Press TV, Indian-Controlled Kashmir

During the past week, Kashmir witnessed two targeted killings: a non-local bank manager from the western Indian state of Rajasthan and a Kashmiri pandit school teacher. Fear has once again gripped the troubled valley region and local minority Hindus known as Kashmir Pandits fear a repeat of the 1990s scenario.

At that time, full-blown insurgency against Indian rule had begun in Kashmir and the Muslim majority population was up in arms against the Indian rule, seeking an independent Kashmir or a merger with Pakistan.

Scores of families who had returned to Kashmir valley after a relief and rehabilitation package was announced by the Indian prime minister in 2010 are once again seeking an exit from the trouble-torn valley and accuse the government of faking normalcy in Kashmir.

Since the abrogation of Kashmir's semi-autonomous status in August 2019, there has been a sharp rise in attacks against Kashmiri pandits and nonlocals. Anti-India militia in Kashmir see the pundits, non-locals and even the local Muslims employed in the government sectors, like police and other departments, as collaborators of the Indian regime in this Muslim-majority region.

Since the beginning of the year 2022, a total of 16 targeted killings occurred in Kashmir; 12 of which targeted Muslims. In Muslim-majority Kashmir, for centuries Hindus and Muslims have lived side by side in harmony. However, the political turmoil in the region in the early 1990s forced more than 250,000 Kashmiri Hindus to flee.

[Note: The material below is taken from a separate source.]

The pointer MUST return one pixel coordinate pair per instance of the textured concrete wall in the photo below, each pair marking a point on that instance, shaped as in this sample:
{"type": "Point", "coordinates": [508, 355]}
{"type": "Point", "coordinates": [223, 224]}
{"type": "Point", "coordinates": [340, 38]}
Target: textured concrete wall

According to government estimates, a total of 209 Kashmiri Hindus were killed between 1989 to 2008 and this forced their mass migration from the valley region. Kashmiri Muslims support the return of Hindus to the valley, but oppose the idea of separate settlements being given to them.

Since Kashmir's special status was eroded in 2019, Prime Minister Narendra Modi's BJP government has implemented new laws and policies that local Muslims say are aimed at changing the demographics of the region. Kashmir valley is the world's largest militarized zone with estimates saying more than half a million Indian soldiers are stationed in the valley.

After the fresh spate of violence, New Delhi has ordered reinforcement ahead of the annual Hindu pilgrimage. Suspecting more targeted attacks, security has been beefed up in and around Kashmir.

Amid mounting tensions, the Indian administration has denied the relocation demand of Kashmiri Hindus. However, fearing a repeat of the 1990s, many have already started to flee the region, saying their lives matter and no politicking in the name of Kashmir pandits.